Phase 3: The Scientist (Advanced Logic)

  • Episode Grouping: Auto-detect M->V->O loops and draw a bounding box.
  • Rating UI: 5-star widget on the Episode box.
  • Context Pruning: Implement the “Summary” background worker to compress old nodes.
  • PDF Parsing: Drag-and-drop PDF to extract text for the context window.

Phase 4: Launch Polish

  • Export to Report: A “Drafting” button that compiles 5-star episodes into a Markdown document (Abstract/Results).
  • Templates: Pre-loaded graphs for “Literature Review” or “Wet Lab Experiment.”

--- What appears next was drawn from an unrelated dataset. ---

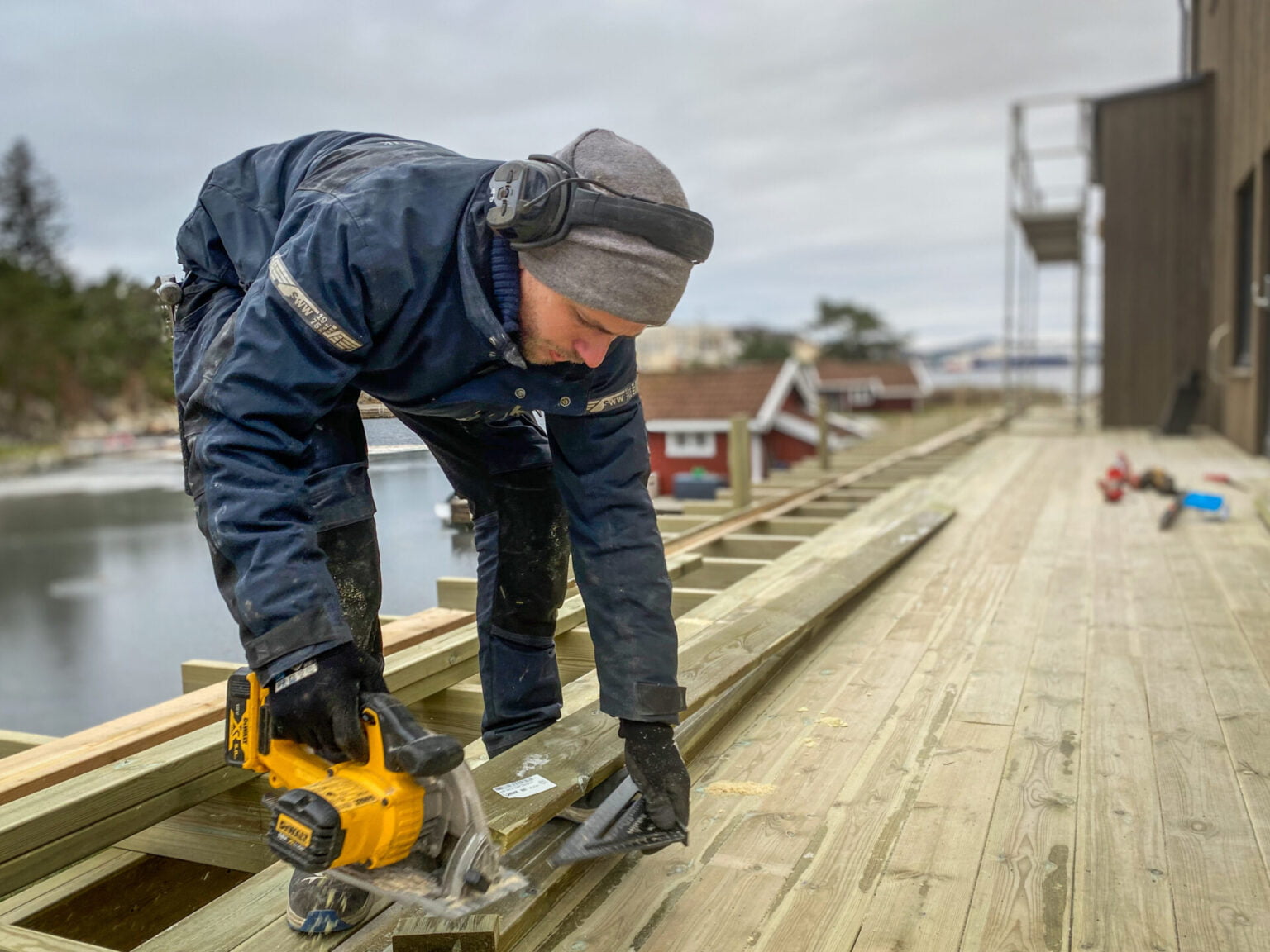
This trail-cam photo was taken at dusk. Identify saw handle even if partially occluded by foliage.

6. UX/UI Flow (The “Happy Path”)

  1. Setup: User opens StemFlow Settings Pastes API Key Creates “New Project.”
  2. Input: User drags a PDF onto the canvas. It becomes an Observation Node.
  3. Analysis: User clicks “Analyze.” AI reads PDF text and summaries it.
  4. Ideation: User drags a line out selects “Suggest Mechanisms.”
  5. Selection: 3 Ghost Nodes appear. User confirms one: “Hypothesis: Protein Misfolding.”
  6. Planning: User clicks “Suggest Validation.” AI proposes “Western Blot.”
  7. Execution (Offline): User performs the blot in real life.
  8. Result: User uploads the photo of the blot to the Validation node.
  9. Rating: System detects the loop is closed. User rates it 5/5.
  10. Writing: User clicks “Draft Paper.” AI uses this 5-star loop to write the core argument.

7. Next Steps for You

  1. Repository Setup: Initialize a Next.js + React Flow project.
  2. Dependencies: Install reactflow, dexie, zustand, lucide-react, pdfjs-dist.
  3. Prototype: Build the “Silent Canvas” first (just nodes and connections, no AI) to test the UI feel.

Antigravity Status: Session Concluded. You have a complete blueprint for StemFlow. Good luck building the future of research interfaces.